The Houston Fire Department has taken a new approach to handling non-emergency medical calls, aiming to reduce the strain on emergency rooms and provide more efficient care. According to an article from NPR.com, firefighters often respond to situations that aren’t true emergencies. But when they’re out on a call, another urgent request might come in—like a shooting or a cardiac arrest—forcing them to wait for ambulances from further away, which can delay critical care.
On a rainy morning, firefighter Tyler Hooper drove through the rain to check on Susan Carrington, 56, who was experiencing difficulty breathing and a persistent cough. She had no regular doctor and called 911 out of fear. Hooper, trained as an EMT and advanced paramedic, assessed her condition and found her vitals stable. Instead of rushing her to the ER, he used a video chat app to connect her with Dr. Kenneth Margolis, located at the city’s emergency dispatch center.
Through the tablet, Margolis spoke directly with Carrington, reviewed her symptoms, and determined that an ER visit wasn’t necessary. He arranged for a free cab ride to a nearby clinic the next day, saving her from an unnecessary trip to the emergency room. This is part of **Project Ethan**, a telehealth initiative launched across all Houston firehouses in mid-December.
Dr. Michael Gonzalez, director of the project and an emergency medicine professor at Baylor College of Medicine, says the goal is to redirect patients like Carrington to primary care clinics instead of ERs. Ambulances are often tied up with paperwork or waiting for admission, which delays care for those in real need. By sending some patients to clinics, ambulances stay available, and ERs can focus on urgent cases.

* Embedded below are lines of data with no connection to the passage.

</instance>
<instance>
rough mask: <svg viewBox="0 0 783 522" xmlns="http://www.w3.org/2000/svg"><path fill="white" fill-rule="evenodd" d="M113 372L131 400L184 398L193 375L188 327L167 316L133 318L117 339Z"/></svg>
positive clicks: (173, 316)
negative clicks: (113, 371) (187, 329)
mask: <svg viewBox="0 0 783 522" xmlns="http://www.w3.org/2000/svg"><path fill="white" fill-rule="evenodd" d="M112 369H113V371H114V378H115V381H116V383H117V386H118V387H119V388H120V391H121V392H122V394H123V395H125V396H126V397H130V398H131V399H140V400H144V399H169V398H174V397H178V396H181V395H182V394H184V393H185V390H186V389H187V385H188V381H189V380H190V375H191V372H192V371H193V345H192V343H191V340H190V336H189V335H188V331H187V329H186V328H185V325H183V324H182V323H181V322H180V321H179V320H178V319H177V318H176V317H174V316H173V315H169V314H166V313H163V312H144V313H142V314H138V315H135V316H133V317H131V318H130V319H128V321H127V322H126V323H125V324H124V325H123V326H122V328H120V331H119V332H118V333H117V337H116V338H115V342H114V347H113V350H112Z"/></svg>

The program also includes follow-ups with patients to address underlying issues that lead to inappropriate 911 use. While the project costs over $1 million annually, Gonzalez believes it will save the region significant money in the long run. A 2011 study showed that 40% of ER visits in Houston were for primary care-related issues, costing up to $1,200 per visit compared to just $262 in outpatient clinics. If all those visits could be redirected, the savings would exceed $2 million.